Urine Output During Cardiopulmonary Bypass Predicts Acute Kidney Injury After Cardiac Surgery

A Single-Center Retrospective Analysis

Young Song 1, Dong Wook Kim 1, Young Lan Kwak 1, Beom Seok Kim 1, Hyung Min Joo 1, Jin Woo Ju 1, Young Chul Yoo 1
Editor: Mistiaen Wilhelm1
PMCID: PMC4900713  PMID: 27258505

Abstract

Urine output is closely associated with renal function and has been used as a diagnostic criterion for acute kidney injury (AKI). However, urine output during cardiopulmonary bypass (CPB) has never been identified as a predictor of postoperative AKI. Considering altered renal homeostasis during CPB, we made a comprehensible approach to CPB urine output and evaluated its predictability for AKI.

Patients undergoing cardiovascular surgery with the use of CPB, between January 2009 and December 2011, were retrospectively reviewed. AKI was defined as an increase in serum creatinine ≥0.3 mg/dL in the first postoperative 48 hours. We extrapolated a possible optimal amount of urine output from the plot of probability of AKI development according to CPB urine output. After separating patients by the predicted optimal value, we performed stepwise logistic regression analyses to find potential predictors of AKI in both subgroups.

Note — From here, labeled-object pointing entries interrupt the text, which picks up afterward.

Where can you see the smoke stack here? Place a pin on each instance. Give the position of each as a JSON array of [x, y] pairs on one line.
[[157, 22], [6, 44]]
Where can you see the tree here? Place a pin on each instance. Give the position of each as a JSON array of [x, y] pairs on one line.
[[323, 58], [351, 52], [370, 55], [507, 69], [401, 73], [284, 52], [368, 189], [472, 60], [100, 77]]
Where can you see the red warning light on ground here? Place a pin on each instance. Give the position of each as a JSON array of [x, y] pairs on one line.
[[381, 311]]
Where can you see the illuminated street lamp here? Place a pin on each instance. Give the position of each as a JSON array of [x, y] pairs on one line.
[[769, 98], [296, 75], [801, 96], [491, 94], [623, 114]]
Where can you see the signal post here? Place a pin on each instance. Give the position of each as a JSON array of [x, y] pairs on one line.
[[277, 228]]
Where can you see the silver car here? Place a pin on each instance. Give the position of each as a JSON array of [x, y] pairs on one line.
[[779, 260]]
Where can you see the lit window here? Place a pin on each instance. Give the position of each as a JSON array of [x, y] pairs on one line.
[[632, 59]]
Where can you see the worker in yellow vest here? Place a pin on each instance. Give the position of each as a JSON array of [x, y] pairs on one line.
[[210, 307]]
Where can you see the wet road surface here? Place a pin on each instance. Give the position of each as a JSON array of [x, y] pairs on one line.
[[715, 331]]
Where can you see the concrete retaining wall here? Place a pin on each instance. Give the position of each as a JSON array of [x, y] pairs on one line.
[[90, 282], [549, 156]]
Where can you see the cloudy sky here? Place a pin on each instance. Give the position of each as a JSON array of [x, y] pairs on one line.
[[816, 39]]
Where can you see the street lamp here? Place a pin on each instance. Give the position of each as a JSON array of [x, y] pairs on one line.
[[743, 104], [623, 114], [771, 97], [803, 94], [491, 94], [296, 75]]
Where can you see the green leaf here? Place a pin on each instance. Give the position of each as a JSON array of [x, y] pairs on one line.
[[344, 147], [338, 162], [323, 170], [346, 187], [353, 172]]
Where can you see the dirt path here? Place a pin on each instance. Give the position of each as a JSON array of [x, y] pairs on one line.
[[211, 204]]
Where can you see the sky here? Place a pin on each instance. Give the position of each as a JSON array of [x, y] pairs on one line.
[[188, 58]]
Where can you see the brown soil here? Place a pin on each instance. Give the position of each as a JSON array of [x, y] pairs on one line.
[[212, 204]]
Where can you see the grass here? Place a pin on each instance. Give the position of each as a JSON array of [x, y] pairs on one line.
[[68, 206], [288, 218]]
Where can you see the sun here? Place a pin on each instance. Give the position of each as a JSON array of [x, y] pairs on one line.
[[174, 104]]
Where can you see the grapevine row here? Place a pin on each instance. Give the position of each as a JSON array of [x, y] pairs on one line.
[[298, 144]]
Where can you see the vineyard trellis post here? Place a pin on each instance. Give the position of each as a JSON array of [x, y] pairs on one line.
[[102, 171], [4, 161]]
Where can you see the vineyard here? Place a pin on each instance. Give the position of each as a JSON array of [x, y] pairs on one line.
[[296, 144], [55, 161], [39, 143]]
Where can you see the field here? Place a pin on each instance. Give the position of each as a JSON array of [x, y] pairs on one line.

A total of 696 patients were analyzed. The amount of CPB urine output had a biphasic association with the incidence of AKI using 4 mL/kg/h as a boundary value. In a multivariate logistic regression to find predictors for AKI in entire patients, CPB urine output did not show statistical significance. After separating patients into subgroups with CPB urine output below and over 4 mL/kg/h, it was identified as an independent predictor for AKI with the odds ratio of 0.43 (confidence interval 0.30–0.61) and 1.11 (confidence interval 1.02–1.20), respectively.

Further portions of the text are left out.